In this brilliant chapter, I began to understand just the point that Wallace was trying to make in your many, many pages. On the surface, you’re about the boredom of being an accountant; however, there’s a larger point to be made here about the nature and role that boredom plays in society. Boredom, Wallace asserts, is essential. Without certain rather mundane work, such as accounting, society as we know it would not function as it does today. He argues that over time we have come to see these dull tasks as less valuable despite their vital role in our lives.
“We’ve changed the way we think of ourselves as citizens. We don’t think of ourselves as citizens in the old sense of being small parts of something larger and infinitely more important to which we have serious responsibilities. We do still think of ourselves as citizens in the sense of being beneficiaries—we’re actually conscious of our rights as American citizens and the nation’s responsibilities to us and ensuring we get our share of the American pie. We think of ourselves now as eaters of the pie instead of makers of the pie. So who makes the pie?”
You made me think about the role that social media and other online platforms have played a role in this shift. Suddenly everyone wants to do something exciting and entertaining for their job, and that’s all well and good–until no one is doing the mundane tasks that keep our society actually running smoothly. To be quite honest, I questioned my own habits online while reading you. For instance, why do I love blogging and bookstagram so much? Does it have anything to do with this new societal desire to leave boredom in the dust forever? I think it’s important to keep the bigger picture in mind. What’s really important to us and to the world at large? What is actually necessary?
Strangely, you also motivated and inspired me to work even harder. As someone currently in their first year of law school, I’m no stranger to the rote and the mundane. While much of my law school work is fascinating and thought-provoking, there are inevitably subjects that I find more interesting than others. However, you helped remind me why those rather dull topics and tasks are equally as important–if not even more so–than the exciting, dynamic ones. But you assert that finding determination and even a kind of enjoyment in the mundane may be a key to unlocking countless doors in the future. This idea is perfectly summed up in this quote that you deliver later on in the story:
“It is the key to modern life. If you are immune to boredom, there is literally nothing you cannot accomplish.”
All in all, you are both an odd and oddly satisfying novel. It’s not every day that you read about such a specific, narrow subject matter with such relevant abstract point behind it. The amount of detail you possess is absolutely extraordinary and, at some points, overwhelming.

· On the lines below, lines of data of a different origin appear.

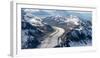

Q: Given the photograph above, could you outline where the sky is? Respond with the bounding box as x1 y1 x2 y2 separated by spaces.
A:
22 8 92 20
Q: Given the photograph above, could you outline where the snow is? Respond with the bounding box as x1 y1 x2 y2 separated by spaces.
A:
38 27 65 48
66 15 79 25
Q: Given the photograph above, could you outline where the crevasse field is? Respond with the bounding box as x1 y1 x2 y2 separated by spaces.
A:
21 8 92 49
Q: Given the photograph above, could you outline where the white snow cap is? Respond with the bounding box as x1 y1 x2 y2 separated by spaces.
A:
67 15 79 25
29 17 43 26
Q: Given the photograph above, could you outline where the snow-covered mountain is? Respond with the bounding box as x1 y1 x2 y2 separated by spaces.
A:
55 17 92 47
21 11 54 49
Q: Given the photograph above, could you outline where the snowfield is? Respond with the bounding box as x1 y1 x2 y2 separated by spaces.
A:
38 27 65 48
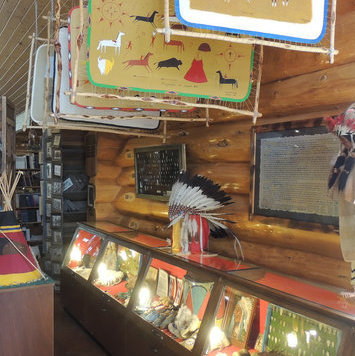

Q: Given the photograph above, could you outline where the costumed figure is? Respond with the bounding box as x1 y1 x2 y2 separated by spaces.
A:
325 103 355 298
169 172 244 258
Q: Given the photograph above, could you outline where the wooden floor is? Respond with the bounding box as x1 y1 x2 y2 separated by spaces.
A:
54 293 109 356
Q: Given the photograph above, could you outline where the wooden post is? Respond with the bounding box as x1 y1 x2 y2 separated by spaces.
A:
22 33 35 131
43 18 51 129
171 220 182 254
329 0 337 64
163 121 167 143
253 46 264 125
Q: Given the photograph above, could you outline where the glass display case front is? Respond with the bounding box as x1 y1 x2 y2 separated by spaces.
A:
134 259 214 350
206 286 342 356
66 229 103 280
93 241 142 306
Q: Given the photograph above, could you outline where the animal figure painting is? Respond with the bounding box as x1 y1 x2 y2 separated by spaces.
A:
122 52 153 71
175 0 328 43
87 0 253 102
97 32 124 54
68 7 191 111
130 11 158 27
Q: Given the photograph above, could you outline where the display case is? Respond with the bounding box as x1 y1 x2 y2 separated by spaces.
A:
61 222 355 356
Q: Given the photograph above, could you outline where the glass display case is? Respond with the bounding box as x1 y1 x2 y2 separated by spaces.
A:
65 229 102 280
61 223 355 356
134 258 214 350
93 241 142 306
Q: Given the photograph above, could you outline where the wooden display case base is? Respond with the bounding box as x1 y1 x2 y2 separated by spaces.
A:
0 283 54 356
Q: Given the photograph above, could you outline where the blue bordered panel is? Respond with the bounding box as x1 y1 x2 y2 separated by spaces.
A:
175 0 328 44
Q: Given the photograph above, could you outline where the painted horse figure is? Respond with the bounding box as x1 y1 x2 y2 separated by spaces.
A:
96 32 125 54
216 70 238 88
122 52 153 72
130 11 158 28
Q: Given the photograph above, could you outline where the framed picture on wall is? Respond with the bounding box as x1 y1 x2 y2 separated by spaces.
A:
134 144 186 201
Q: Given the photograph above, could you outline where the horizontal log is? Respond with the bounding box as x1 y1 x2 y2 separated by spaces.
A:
117 163 249 194
117 167 136 187
113 187 168 221
116 122 250 167
187 162 250 194
209 239 350 289
95 202 118 223
97 133 127 161
232 216 343 260
114 187 343 260
96 161 122 180
95 179 122 203
259 62 355 116
261 6 355 82
107 214 172 239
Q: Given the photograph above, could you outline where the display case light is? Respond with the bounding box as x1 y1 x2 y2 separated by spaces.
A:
210 326 224 350
138 287 150 309
97 262 109 284
70 245 81 262
306 329 317 344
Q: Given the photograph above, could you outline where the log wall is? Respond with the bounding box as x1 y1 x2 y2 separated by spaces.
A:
94 0 355 288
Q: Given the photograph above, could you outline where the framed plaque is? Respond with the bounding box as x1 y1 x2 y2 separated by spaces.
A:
253 121 339 225
134 144 186 200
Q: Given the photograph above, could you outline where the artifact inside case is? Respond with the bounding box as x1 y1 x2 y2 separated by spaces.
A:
207 287 341 356
94 241 142 306
67 230 102 280
135 259 213 350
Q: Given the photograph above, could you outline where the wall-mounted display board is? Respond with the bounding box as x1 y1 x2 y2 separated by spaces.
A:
61 223 355 356
175 0 328 43
87 0 254 102
52 27 160 129
68 6 191 111
134 144 186 200
254 125 339 225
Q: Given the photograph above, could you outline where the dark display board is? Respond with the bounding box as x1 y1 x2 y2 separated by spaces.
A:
254 126 339 225
134 144 186 201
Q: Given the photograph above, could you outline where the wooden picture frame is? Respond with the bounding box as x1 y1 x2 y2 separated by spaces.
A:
249 118 339 226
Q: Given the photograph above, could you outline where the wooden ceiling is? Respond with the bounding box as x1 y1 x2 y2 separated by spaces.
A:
0 0 73 114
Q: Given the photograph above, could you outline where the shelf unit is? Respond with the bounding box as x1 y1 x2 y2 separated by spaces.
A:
45 130 88 283
61 222 355 356
14 145 43 243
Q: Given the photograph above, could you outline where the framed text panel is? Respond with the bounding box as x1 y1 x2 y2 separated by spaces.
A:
254 126 339 225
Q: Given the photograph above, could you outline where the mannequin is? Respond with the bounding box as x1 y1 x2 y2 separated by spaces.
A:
325 103 355 298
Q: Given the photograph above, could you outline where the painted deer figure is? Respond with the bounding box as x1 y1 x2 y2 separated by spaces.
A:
122 52 153 72
97 32 125 54
130 11 158 28
216 70 238 88
164 40 185 52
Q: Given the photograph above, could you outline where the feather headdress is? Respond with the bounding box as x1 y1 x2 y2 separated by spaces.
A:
169 172 241 255
325 103 355 191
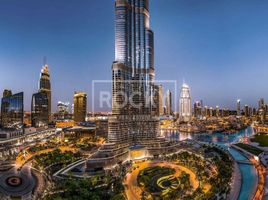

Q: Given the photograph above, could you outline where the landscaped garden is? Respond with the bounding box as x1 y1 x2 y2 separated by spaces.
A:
235 143 263 156
250 134 268 147
137 166 191 199
33 149 81 173
44 175 126 200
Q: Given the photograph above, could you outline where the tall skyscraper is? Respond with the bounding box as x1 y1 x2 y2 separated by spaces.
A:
31 92 49 127
194 101 203 119
165 90 173 115
3 90 12 97
236 99 241 116
215 106 220 117
258 98 265 110
39 63 51 121
244 105 251 117
108 0 159 144
159 85 164 116
74 92 87 123
57 101 70 114
179 83 192 122
1 92 24 129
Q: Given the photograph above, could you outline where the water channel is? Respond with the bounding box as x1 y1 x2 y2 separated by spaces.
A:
162 127 258 200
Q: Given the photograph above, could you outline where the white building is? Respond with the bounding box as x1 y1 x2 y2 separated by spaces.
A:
179 83 192 122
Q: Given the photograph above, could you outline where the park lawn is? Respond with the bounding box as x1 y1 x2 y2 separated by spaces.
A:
250 134 268 147
235 143 263 156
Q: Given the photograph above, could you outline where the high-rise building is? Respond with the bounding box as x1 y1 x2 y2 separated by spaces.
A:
3 90 12 97
57 101 70 114
194 101 203 119
209 107 213 117
39 63 52 121
204 106 209 118
1 92 24 129
31 92 49 127
179 83 192 122
244 105 250 117
165 90 173 115
74 92 87 123
258 98 265 110
159 85 164 116
236 99 241 116
108 0 159 144
215 106 220 117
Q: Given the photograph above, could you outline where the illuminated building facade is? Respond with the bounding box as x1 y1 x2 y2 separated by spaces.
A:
31 92 49 127
165 90 173 115
108 0 159 145
158 85 164 116
74 92 87 123
39 64 51 121
236 99 241 116
3 90 12 97
179 83 192 122
194 101 203 119
57 101 70 114
1 92 24 130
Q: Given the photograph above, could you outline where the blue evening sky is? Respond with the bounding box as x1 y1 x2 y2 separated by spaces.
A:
0 0 268 110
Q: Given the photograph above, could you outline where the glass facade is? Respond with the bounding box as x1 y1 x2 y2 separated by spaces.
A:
31 92 49 127
1 92 24 129
115 0 154 73
39 64 51 121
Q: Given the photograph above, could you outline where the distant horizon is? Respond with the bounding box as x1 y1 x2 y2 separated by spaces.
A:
0 0 268 112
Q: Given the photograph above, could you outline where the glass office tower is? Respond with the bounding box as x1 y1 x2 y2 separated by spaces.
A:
108 0 159 145
31 92 49 127
39 64 51 121
1 92 24 129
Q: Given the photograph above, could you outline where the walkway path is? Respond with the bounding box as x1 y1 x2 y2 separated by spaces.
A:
124 161 199 200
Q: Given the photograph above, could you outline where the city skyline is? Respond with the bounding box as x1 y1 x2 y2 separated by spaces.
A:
0 0 268 111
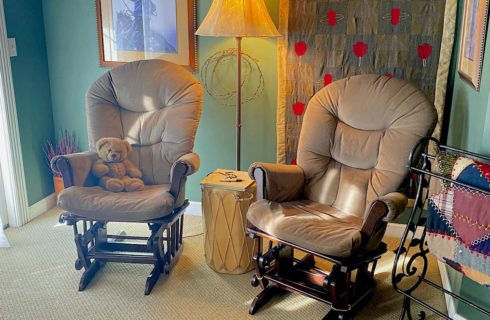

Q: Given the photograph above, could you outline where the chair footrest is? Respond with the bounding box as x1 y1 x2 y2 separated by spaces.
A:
264 275 332 305
87 247 158 264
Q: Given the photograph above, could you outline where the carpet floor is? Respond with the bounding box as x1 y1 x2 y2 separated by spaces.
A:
0 209 445 320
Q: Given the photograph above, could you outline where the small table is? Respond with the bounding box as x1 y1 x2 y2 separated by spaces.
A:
201 169 257 274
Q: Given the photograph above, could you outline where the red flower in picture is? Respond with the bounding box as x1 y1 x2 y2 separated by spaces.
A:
418 43 432 68
294 41 308 57
327 10 337 27
323 73 333 87
391 8 400 26
293 101 305 116
352 41 367 67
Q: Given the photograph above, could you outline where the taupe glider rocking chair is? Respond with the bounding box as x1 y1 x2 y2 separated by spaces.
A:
52 60 203 294
247 75 436 319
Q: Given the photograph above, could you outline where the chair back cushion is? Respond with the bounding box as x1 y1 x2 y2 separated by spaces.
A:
86 60 203 184
297 75 437 218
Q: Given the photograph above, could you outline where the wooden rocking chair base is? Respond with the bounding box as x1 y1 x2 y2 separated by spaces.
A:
60 201 188 295
247 227 386 320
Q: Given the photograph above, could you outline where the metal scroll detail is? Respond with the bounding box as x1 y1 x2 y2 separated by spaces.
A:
392 138 437 320
392 138 490 320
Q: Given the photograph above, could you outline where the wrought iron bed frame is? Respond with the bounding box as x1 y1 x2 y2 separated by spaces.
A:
392 138 490 320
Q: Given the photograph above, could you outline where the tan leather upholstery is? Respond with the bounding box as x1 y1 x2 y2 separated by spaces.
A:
248 75 437 257
58 184 175 222
247 199 362 257
87 60 203 185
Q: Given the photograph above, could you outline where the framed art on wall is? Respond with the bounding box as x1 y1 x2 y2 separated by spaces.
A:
96 0 196 70
458 0 489 91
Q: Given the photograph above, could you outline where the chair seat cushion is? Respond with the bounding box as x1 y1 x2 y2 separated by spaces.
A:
247 200 362 257
58 184 175 222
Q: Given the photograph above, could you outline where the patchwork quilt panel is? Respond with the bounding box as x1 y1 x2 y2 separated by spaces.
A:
427 153 490 286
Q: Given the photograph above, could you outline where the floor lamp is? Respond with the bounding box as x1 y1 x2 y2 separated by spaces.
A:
196 0 280 170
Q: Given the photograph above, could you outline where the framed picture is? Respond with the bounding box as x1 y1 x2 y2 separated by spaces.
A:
96 0 196 70
458 0 489 91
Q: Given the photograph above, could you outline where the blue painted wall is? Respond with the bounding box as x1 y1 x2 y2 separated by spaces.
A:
43 0 279 201
448 0 490 320
3 0 54 205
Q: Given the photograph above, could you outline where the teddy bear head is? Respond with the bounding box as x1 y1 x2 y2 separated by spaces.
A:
95 138 131 162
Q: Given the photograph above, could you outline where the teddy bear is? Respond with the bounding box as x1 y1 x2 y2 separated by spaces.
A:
92 138 144 192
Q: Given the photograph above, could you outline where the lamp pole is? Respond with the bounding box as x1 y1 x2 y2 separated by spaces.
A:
236 37 242 171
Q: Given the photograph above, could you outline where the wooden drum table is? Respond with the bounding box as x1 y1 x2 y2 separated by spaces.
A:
201 169 257 274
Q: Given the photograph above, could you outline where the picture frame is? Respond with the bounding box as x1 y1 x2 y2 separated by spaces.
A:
458 0 489 91
95 0 197 71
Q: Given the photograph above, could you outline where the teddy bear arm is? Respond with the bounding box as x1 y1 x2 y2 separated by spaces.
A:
92 159 109 178
124 159 143 178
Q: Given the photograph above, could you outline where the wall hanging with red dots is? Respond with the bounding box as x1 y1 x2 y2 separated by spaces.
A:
277 0 457 163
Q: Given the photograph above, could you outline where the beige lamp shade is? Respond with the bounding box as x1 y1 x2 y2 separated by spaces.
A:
196 0 280 37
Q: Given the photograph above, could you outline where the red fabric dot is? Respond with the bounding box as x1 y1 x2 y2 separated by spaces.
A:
293 101 305 116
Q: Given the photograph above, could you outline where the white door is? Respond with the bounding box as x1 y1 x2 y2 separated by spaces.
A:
0 162 9 229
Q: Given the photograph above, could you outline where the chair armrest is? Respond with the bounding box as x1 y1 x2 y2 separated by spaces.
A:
378 192 408 222
361 192 408 236
51 151 99 188
170 152 201 202
248 162 305 202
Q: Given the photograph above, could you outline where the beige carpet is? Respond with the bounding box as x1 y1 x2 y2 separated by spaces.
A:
0 209 444 320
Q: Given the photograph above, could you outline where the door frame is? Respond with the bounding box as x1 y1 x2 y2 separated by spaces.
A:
0 0 29 227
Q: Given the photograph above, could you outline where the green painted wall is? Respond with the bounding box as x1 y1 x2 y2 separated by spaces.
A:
448 0 490 319
3 0 54 205
43 0 279 201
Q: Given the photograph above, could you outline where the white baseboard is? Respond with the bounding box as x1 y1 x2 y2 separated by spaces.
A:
437 261 467 320
185 201 202 216
29 193 56 221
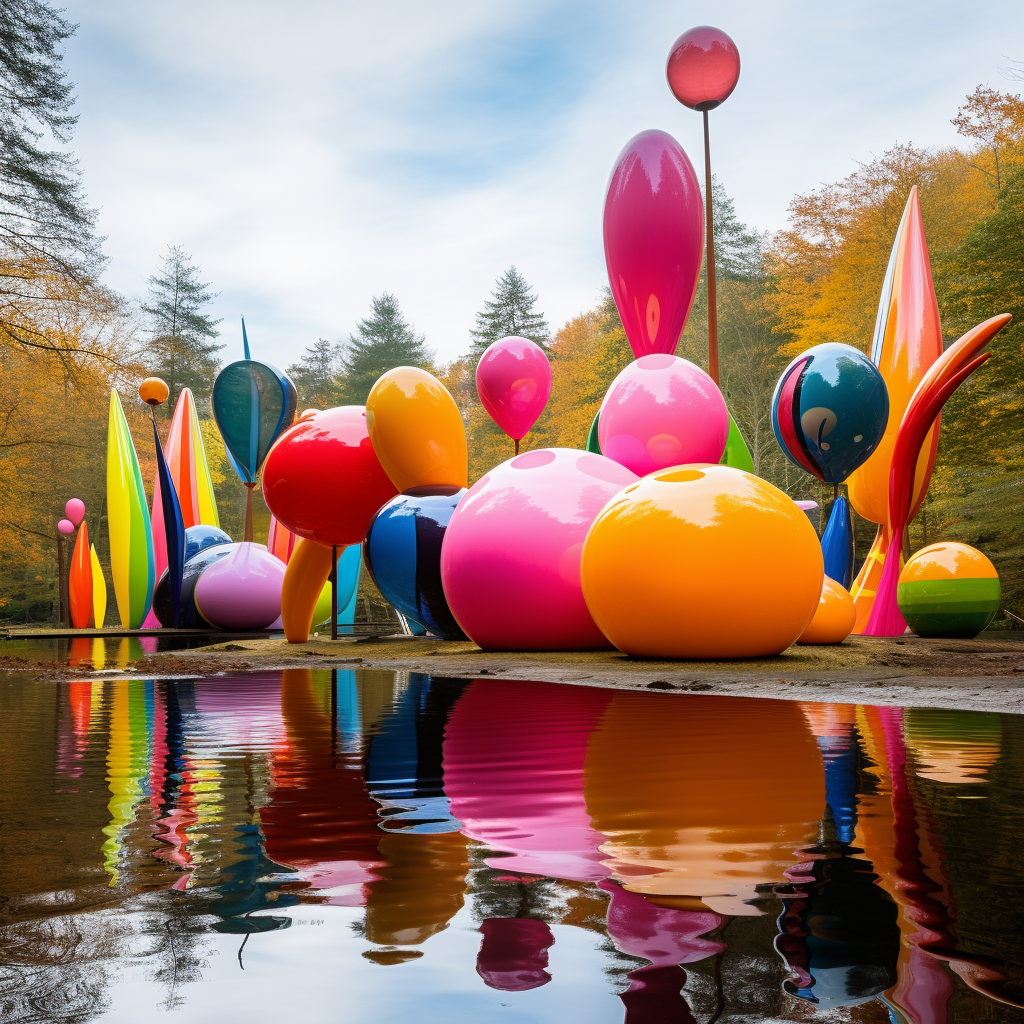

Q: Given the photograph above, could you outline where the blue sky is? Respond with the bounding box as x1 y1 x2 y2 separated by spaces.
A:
67 0 1024 366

Listening to the audiobook version of you was like standing in the midst of a waterfall–just a constant flood of information, a stream of consciousness like no other. And while you did seem to drag on and become a bit dull at times, I can hardly fault you for that. After all, isn’t that in line with the very point you’re trying to make?
You’re one of a kind, The Pale King. And although you were David Foster Wallace’s last novel, you certainly won’t be the last novel of his that I read.